Unbiasedness Criterion: Comparing Biased Estimators A and B

Math Problem Statement

Explain the unbiasedness criteria of a good estimator. Suppose that you have two biased estimators of the same population parameter. Estimator A has a bias equal to 1/n (that is, the mean of the estimator is 1/n unit away from the parameter it estimates), where n is the sample size used. Estimator B has a bias equal to 0.01 (the mean of the estimator is 0.01 unit away from the parameter of interest). Under what condition/s is estimator A better than B?

Solution

Explanation of the Unbiasedness Criterion of a Good Estimator

An estimator is unbiased if the expected value of the estimator equals the true population parameter it estimates. Mathematically, for an estimator $\hat{\theta}$ of a parameter $\theta$ , it is unbiased if: $E[\hat{\theta}] = \theta$ This ensures that on average, across many samples, the estimator provides the correct parameter value.

However, in real-world scenarios, estimators may have some bias due to practical constraints. The bias of an estimator is defined as: $\text{Bias}(\hat{\theta}) = E[\hat{\theta}] - \theta$

In this problem, we compare two biased estimators of the same population parameter.

Comparison Between Estimators A and B

Bias of Estimator A:
- Bias = $1/n$ , which depends on the sample size $n$ .
- As $n$ increases, $1/n \to 0$ , reducing the bias.
Bias of Estimator B:
- Bias = 0.01, which is constant and independent of $n$ .
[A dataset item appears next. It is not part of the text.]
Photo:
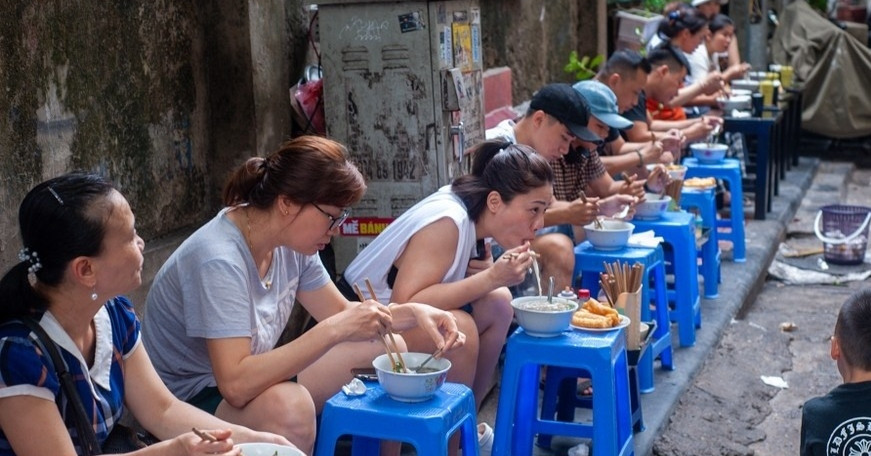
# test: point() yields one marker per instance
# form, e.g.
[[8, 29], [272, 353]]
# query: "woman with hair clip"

When is Estimator A Better?

Estimator A becomes better than Estimator B under the condition that its bias $1/n$ is less than 0.01. Mathematically: $\frac{1}{n} < 0.01 \implies n > 100$

Thus, Estimator A is better than Estimator B when the sample size $n > 100$ because the bias of Estimator A becomes smaller than that of Estimator B.

Summary

Estimator A: Bias decreases with larger sample size.
Estimator B: Bias remains constant at 0.01.
Conclusion: Estimator A is preferred when $n > 100$ .

Do you want a deeper explanation or have specific questions?

Here are five related questions to expand your understanding:

What are the implications of bias in statistical estimation?
How does sample size influence the performance of an estimator?
Can you explain the trade-off between bias and variance in estimation?
Are there situations where a biased estimator is preferable to an unbiased one?
How is the Mean Squared Error (MSE) used to evaluate the overall performance of estimators?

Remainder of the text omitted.